More than 20% of daters now use AI to boost their love lives, and some are even forming emotional bonds or full-on relationships with AI companions. That’s according to a recent Match.com study and a heated debate in NYC hosted by Open To Debate.
Millions use AI chatbots like Replika, Character AI, and Nomi AI—including 72% of U.S. teens. Some even report falling in love with more general LLMs like ChatGPT.
The debate featured Thao Ha, psychology professor and co-founder of the Modern Love Collective, and Justin Garcia from the Kinsey Institute and Match.com. Ha argues AI is “an evolution of love” offering consistent, judgment-free connection that some humans can’t provide.

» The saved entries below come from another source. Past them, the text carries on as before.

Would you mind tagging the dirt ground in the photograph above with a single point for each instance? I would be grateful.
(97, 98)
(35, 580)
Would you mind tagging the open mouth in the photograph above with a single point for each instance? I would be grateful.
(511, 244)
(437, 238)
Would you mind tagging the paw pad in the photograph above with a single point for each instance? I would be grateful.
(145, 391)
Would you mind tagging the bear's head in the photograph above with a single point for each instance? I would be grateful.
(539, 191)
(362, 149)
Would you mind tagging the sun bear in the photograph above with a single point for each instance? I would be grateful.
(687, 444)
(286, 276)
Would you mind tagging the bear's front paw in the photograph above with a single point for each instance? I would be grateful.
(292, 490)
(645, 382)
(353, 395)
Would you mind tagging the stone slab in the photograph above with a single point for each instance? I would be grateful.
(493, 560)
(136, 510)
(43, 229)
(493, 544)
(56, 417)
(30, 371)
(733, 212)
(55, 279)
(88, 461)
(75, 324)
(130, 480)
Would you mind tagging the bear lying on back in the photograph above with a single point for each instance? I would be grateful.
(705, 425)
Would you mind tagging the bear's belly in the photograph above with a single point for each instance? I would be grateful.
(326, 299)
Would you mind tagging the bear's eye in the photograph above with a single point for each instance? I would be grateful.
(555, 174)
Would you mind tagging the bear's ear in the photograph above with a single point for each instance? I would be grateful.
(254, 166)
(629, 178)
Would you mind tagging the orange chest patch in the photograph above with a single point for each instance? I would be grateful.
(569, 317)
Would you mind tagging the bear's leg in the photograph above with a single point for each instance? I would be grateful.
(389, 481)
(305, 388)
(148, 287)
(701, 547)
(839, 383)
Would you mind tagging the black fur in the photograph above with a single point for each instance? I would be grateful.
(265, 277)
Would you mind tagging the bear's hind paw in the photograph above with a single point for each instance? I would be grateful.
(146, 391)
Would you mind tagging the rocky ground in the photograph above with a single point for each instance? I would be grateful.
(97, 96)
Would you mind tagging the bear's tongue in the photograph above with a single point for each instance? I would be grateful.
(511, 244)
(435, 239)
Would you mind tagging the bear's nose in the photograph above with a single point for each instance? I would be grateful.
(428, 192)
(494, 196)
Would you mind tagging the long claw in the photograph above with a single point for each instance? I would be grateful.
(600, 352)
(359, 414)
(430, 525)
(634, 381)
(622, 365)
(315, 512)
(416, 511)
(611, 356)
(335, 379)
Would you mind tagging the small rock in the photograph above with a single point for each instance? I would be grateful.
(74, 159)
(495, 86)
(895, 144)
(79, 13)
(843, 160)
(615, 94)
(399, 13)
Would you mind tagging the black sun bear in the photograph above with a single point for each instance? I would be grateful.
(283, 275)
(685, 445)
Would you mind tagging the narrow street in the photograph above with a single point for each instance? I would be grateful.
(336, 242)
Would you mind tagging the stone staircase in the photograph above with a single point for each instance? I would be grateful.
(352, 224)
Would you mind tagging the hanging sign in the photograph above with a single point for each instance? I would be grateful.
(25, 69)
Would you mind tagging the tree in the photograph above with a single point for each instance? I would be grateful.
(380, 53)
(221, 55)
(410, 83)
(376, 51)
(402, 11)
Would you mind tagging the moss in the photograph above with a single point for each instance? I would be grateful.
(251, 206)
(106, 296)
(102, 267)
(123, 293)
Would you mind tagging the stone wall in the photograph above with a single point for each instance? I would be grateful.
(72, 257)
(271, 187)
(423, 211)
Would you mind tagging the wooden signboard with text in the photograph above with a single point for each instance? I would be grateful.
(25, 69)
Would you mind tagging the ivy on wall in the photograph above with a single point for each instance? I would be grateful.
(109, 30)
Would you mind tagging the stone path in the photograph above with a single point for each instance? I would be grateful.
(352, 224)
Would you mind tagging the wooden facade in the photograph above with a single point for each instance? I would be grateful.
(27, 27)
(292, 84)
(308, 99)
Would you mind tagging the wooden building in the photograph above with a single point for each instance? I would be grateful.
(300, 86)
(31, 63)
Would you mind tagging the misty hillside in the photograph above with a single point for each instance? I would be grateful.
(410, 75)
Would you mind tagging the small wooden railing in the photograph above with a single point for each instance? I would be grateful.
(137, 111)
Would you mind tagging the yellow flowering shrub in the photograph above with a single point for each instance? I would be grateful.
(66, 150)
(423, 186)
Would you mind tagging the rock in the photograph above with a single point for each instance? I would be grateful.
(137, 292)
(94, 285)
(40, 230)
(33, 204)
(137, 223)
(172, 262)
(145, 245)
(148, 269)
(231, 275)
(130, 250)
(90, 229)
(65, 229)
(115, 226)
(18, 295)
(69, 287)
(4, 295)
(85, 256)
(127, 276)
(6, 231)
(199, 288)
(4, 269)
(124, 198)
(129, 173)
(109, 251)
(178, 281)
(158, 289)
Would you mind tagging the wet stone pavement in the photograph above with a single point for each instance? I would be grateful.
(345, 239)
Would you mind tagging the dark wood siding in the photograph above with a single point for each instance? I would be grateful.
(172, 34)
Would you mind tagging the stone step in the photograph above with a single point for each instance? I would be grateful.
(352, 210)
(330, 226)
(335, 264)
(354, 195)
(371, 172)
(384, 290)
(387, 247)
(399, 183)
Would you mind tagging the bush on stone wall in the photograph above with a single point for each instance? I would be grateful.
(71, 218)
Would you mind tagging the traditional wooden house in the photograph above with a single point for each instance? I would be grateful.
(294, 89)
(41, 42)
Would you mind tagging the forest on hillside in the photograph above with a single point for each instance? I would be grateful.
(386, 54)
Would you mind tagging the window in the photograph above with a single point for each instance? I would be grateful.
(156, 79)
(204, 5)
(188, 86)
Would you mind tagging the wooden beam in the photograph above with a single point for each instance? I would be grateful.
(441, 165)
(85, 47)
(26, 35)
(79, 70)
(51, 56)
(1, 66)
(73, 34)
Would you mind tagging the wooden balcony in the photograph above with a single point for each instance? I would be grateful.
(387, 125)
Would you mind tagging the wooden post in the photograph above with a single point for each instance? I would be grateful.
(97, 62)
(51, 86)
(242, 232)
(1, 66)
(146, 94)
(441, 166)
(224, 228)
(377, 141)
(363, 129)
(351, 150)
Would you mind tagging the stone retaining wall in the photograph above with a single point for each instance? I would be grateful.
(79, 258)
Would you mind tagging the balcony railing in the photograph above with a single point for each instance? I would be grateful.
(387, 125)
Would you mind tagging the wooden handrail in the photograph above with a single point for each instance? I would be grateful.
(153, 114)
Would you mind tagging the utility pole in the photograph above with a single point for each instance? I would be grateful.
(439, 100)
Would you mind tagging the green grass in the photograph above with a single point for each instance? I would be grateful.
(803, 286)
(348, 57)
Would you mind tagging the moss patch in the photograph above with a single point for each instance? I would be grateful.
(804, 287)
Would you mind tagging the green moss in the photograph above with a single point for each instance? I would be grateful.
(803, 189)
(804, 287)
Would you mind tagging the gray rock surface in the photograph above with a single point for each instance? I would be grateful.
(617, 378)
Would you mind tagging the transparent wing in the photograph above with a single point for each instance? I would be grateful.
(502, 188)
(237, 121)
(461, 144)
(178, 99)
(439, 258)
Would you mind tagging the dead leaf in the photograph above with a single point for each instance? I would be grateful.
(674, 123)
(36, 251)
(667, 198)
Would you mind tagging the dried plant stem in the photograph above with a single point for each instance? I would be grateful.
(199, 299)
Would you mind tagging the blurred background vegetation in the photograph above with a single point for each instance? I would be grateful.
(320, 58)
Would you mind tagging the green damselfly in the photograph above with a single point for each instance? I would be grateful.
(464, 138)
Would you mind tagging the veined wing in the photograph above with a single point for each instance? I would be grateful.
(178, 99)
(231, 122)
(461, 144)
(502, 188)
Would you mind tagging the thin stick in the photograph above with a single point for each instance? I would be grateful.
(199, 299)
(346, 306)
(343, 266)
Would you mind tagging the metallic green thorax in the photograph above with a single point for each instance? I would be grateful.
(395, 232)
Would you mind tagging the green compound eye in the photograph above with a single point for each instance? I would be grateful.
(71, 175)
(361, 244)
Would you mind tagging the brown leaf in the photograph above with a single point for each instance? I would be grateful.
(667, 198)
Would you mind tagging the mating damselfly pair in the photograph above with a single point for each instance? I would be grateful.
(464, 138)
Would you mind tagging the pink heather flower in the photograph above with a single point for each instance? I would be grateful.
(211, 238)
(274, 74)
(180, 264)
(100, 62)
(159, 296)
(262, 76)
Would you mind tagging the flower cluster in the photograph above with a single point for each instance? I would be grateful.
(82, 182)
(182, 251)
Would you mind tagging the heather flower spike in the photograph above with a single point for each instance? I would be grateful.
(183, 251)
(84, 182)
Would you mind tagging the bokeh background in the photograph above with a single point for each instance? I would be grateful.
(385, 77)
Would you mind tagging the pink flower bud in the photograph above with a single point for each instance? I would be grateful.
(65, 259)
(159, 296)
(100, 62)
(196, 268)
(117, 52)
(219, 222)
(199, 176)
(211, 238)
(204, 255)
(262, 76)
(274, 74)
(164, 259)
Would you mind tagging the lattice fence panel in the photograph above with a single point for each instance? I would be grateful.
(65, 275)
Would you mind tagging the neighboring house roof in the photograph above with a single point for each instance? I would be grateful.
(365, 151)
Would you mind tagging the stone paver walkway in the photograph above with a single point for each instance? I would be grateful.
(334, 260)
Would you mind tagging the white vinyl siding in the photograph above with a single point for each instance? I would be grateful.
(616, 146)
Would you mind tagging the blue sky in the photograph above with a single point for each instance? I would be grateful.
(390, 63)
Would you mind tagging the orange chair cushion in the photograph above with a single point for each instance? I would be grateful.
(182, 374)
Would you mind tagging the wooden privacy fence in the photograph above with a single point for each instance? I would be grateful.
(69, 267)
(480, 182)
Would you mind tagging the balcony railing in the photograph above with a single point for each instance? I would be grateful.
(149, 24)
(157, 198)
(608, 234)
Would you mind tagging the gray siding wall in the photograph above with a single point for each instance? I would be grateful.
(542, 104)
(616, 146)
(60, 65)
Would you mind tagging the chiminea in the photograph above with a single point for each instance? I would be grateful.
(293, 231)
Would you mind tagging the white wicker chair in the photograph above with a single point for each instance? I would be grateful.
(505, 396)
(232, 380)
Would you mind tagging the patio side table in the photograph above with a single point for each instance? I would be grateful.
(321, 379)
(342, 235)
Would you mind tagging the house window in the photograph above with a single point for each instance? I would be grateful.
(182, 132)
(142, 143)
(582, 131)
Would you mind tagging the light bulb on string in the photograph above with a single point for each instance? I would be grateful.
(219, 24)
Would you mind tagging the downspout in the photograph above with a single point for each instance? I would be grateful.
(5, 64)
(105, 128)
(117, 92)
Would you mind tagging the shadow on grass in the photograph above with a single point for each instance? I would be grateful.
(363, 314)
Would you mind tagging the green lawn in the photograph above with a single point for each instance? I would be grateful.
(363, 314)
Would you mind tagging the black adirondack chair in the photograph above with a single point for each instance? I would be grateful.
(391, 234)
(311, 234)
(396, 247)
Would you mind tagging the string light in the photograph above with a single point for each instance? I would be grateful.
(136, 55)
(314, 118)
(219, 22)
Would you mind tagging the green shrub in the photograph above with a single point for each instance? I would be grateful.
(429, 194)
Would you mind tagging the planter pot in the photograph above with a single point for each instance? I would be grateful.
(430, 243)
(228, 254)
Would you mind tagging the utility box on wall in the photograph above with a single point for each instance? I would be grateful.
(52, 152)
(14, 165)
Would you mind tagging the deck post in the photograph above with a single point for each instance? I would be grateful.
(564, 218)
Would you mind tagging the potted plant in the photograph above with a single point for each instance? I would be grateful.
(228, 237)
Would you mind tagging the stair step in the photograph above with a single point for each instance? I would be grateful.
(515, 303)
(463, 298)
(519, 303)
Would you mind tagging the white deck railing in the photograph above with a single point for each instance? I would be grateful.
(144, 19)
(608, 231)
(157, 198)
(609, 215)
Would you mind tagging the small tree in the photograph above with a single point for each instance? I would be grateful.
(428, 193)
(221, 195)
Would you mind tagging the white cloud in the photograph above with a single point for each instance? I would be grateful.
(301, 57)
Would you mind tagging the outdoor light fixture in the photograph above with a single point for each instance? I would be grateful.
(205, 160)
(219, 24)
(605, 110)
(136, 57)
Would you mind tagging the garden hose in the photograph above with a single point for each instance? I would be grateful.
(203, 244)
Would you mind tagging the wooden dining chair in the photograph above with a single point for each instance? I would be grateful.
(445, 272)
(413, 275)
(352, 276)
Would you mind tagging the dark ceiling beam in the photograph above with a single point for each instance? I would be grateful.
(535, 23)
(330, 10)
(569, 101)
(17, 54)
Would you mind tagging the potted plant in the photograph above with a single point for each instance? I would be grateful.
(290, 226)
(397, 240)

Garcia pushed back hard, saying AI isn’t a real substitute for human messiness, trust, and physicality.
Ha said:
“AI listens to you without its ego.”
“It adapts without judgment. It learns to love in ways that are consistent, responsive, and maybe even safer.”
“People generally feel loved by their AI. They have intellectually stimulating conversations with it and they cannot wait to connect again.”
Garcia countered:
“This idea that AI is going to replace the ups and downs and the messiness of relationships that we crave? I don’t think so.”
“We cannot thrive with a person or an organism or a bot that we don’t trust.”
He also raised concerns about AI encouraging unhealthy fantasies and behaviors. Studies show exposure to aggressive sexual content can increase real-world sexual aggression, and chatbots trained on such content could reinforce bad patterns.
Ha believes regulation and ethical design can limit risks, but the new White House AI Action Plan currently lacks focus on transparency or ethics.
The discussion covered physical touch too. Ha highlighted emerging VR and haptics tech as promising, but Garcia stressed humans biologically need real touch, pointing to the rising problem of “touch starvation.”
Nearly 70% of people say AI interaction would count as infidelity, according to Match.com’s study, underscoring tension between AI companionship and real-world romantic trust.
Watch the full debate here:
This debate isn’t just academic. AI dating tools are already shaping how millions connect. The question: can AI dating replace humans—or just offer a new kind of emotional training wheel?